Morgan Stanley and Goldman Sachs 'to become consumer banks'

22 September 2008

The last two Wall Street securitisation firms standing are to cease trading as investment banks.

Morgan Stanley and Goldman Sachs are to become bank holding companies, which potentially means that they will soon accept customer deposits.

Both banks will also now be more directly regulated by the Federal Reserve.

The decision to re-shape their business models comes in the wake of extreme turbulence on the financial markets over recent days.

Lehman Brothers has been forced into bankruptcy after investor concerns over its liquidity led to sharp falls in its share price, while Merrill Lynch moved to merge with Bank of America.

The other member of Wall Street's "big five", Bear Stearns, collapsed in March and was bought by JPMorgan in a Fed-brokered deal.

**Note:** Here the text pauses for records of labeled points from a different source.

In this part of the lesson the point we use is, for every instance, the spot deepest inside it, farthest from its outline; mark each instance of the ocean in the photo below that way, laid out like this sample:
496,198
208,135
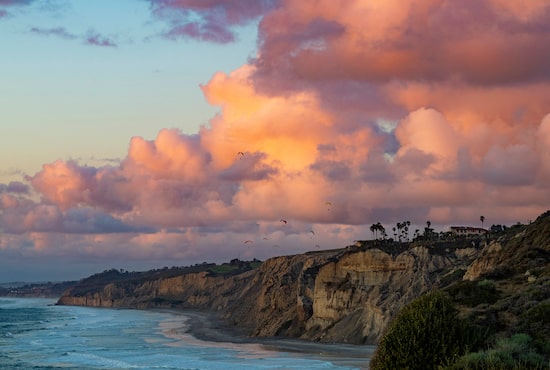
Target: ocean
36,334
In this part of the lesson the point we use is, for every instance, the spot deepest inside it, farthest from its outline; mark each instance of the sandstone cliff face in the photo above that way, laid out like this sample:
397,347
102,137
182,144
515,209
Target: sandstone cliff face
347,295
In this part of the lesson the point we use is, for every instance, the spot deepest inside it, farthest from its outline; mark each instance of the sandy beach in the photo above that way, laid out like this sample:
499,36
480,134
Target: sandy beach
197,326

Lloyd C Blankfein, chairman and chief executive of Goldman Sachs, said: "While accelerated by market sentiment, our decision to be regulated by the Federal Reserve is based on the recognition that such regulation provides its members with full prudential supervision and access to permanent liquidity and funding."

John Mack, head of Morgan Stanley, added: "This new bank holding structure will ensure that Morgan Stanley is in the strongest possible position - with the stability and flexibility to seize opportunities in the rapidly changing financial marketplace.

"It also offers the marketplace certainty about the strength of our financial position and our access to funding."